American writer and activist

Lisa Senecal is an American writer, communications consultant, and advocate based in Stowe, Vermont. She is founding editor of Lincoln Square, a political Substack publication, and previously served as chair of the Vermont Commission on Women. She is known for her writing and advocacy on workplace sexual harassment, including her role in shaping Vermont's 2018 sexual harassment law.

== Early life ==
Senecal is a fourth-generation Vermonter who grew up in Orange, Vermont, and lives in Stowe.

== Career ==
Senecal is a co-founder of The Maren Group, a communications and marketing firm that works with clients on issues including workplace discrimination and sexual harassment.

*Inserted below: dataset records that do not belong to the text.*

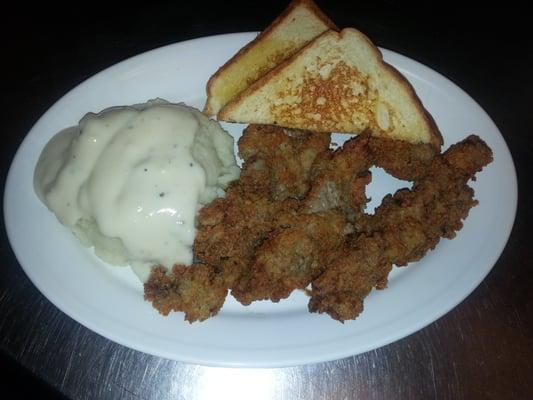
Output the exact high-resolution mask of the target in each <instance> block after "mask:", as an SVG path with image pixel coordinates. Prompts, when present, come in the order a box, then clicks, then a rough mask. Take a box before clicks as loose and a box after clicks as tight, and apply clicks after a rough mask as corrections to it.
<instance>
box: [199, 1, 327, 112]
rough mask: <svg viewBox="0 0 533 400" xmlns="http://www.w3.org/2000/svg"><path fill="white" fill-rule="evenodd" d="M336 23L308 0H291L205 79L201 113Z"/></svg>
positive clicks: (231, 94) (231, 98)
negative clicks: (210, 74) (257, 33)
mask: <svg viewBox="0 0 533 400" xmlns="http://www.w3.org/2000/svg"><path fill="white" fill-rule="evenodd" d="M328 29H337V28H336V26H335V24H334V23H333V22H332V21H331V20H330V19H329V18H328V17H327V16H326V15H325V14H324V13H323V12H322V11H321V10H320V9H319V8H318V6H317V5H316V4H315V3H314V2H313V1H311V0H294V1H292V2H291V3H290V4H289V6H288V7H287V8H286V9H285V10H284V11H283V13H282V14H280V15H279V16H278V17H277V18H276V19H275V20H274V21H273V22H272V23H271V24H270V25H269V26H268V27H267V28H266V29H265V30H264V31H263V32H261V33H260V34H259V35H258V36H257V37H256V38H255V39H254V40H253V41H251V42H250V43H248V44H247V45H246V46H244V47H243V48H242V49H240V50H239V52H238V53H237V54H235V55H234V56H233V57H232V58H231V59H230V60H228V61H227V62H226V63H225V64H224V65H223V66H222V67H220V68H219V69H218V71H217V72H216V73H215V74H214V75H213V76H211V78H210V79H209V81H208V83H207V102H206V105H205V107H204V113H205V114H207V115H216V114H217V113H218V111H219V110H220V109H221V108H222V107H223V106H224V105H225V104H226V103H227V102H229V101H230V100H232V99H233V98H234V97H235V96H236V95H238V94H239V93H240V92H241V91H243V90H245V89H246V88H247V87H248V86H249V85H250V84H252V83H253V82H255V81H256V80H257V79H259V78H260V77H261V76H263V75H264V74H266V73H267V72H268V71H270V70H271V69H272V68H274V67H275V66H276V65H277V64H279V63H280V62H281V61H283V60H284V59H286V58H288V57H290V56H291V55H292V54H294V53H295V52H297V51H298V50H299V49H300V48H301V47H303V46H304V45H305V44H307V43H309V42H310V41H311V40H313V39H314V38H315V37H317V36H319V35H320V34H322V33H323V32H325V31H327V30H328Z"/></svg>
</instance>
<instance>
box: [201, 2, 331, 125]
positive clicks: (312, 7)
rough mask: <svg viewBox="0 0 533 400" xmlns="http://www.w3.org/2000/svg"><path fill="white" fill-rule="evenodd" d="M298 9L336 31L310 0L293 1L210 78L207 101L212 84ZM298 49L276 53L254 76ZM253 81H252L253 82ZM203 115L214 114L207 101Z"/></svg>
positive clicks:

She has worked as a columnist for VTDigger and her writing has appeared in The Daily Beast, the New York Daily News, and USA Today. She co-hosted "We're Speaking" on Lincoln Project Television with Maya May beginning in 2021. Senecal is a founding editor of Lincoln Square, a political media project on Substack associated with The Lincoln Project and other anti-Trump commentators including Rick Wilson and Joe Trippi.

== Vermont Commission on Women ==
In 2017, Senecal was appointed by Governor Phil Scott to the Vermont Commission on Women, a non-partisan state commission. She was elected chair of the Commission in June 2019 and subsequently served as one of three co-chairs alongside Kiah Morris and Kellie B. Campbell. She has also served on the board of the Clarina Howard Nichols Center, a Vermont organization serving survivors of domestic violence.

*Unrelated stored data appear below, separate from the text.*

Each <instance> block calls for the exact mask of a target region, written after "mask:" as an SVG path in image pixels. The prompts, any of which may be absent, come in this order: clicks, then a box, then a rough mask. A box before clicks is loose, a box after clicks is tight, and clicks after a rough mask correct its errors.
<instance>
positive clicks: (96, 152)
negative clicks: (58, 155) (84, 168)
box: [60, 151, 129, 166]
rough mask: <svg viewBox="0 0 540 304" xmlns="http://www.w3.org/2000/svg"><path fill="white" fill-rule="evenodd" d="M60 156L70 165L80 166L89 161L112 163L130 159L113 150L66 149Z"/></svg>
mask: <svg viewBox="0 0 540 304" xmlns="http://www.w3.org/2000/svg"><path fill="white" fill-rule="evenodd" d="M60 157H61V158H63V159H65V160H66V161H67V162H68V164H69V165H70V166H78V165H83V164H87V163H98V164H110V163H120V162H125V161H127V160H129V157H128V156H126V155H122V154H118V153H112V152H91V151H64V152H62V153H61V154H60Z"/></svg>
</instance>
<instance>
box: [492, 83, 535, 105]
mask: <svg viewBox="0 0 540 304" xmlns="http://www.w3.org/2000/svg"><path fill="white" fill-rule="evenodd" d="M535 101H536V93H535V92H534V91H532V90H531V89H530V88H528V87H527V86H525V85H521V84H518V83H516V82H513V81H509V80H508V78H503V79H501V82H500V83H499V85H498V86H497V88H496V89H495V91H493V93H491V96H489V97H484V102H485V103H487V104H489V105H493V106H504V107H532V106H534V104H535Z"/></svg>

== #MeToo case and Vermont harassment law ==
In June 2018, Senecal published a first-person account in The Daily Beast describing sexual harassment and assault she said she had experienced in February 2017 during a job interview process with Craig DeLuca, then-president and chief operating officer of the Stowe-based software company Inntopia. The article, titled "The NDA Protected Our Predator. I'm Breaking My Silence, Because Women Deserve Better," disclosed the existence of a 2017 settlement that had included a non-disclosure agreement. VTDigger reported that DeLuca had resigned from Inntopia in June 2017 after an internal investigation, and that a second woman, Alison Miley, subsequently filed a lawsuit making similar allegations.

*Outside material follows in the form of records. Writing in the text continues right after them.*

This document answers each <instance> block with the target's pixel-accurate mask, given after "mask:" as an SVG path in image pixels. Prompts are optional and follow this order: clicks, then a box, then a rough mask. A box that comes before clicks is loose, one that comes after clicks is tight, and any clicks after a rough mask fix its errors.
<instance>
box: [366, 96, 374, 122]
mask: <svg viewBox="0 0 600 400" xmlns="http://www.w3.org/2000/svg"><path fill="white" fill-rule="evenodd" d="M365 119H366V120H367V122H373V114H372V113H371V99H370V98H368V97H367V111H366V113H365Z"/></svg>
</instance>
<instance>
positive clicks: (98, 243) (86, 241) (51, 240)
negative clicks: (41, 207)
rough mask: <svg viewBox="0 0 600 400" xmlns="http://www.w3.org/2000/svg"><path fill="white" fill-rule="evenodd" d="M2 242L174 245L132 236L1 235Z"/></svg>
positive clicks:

Senecal worked with Vermont State Representative Sarah Copeland Hanzas in support of H.707, a 2018 bill addressing workplace sexual harassment. She provided testimony before the Vermont legislature in April 2018 and participated in public discussion of the legislation alongside Copeland Hanzas. The bill, which Governor Scott signed on May 30, 2018, and which took effect July 1, 2018, banned certain non-disclosure provisions and "no-rehire" clauses in harassment settlements and was covered nationally by PBS NewsHour as a notable state-level response to the Me Too movement.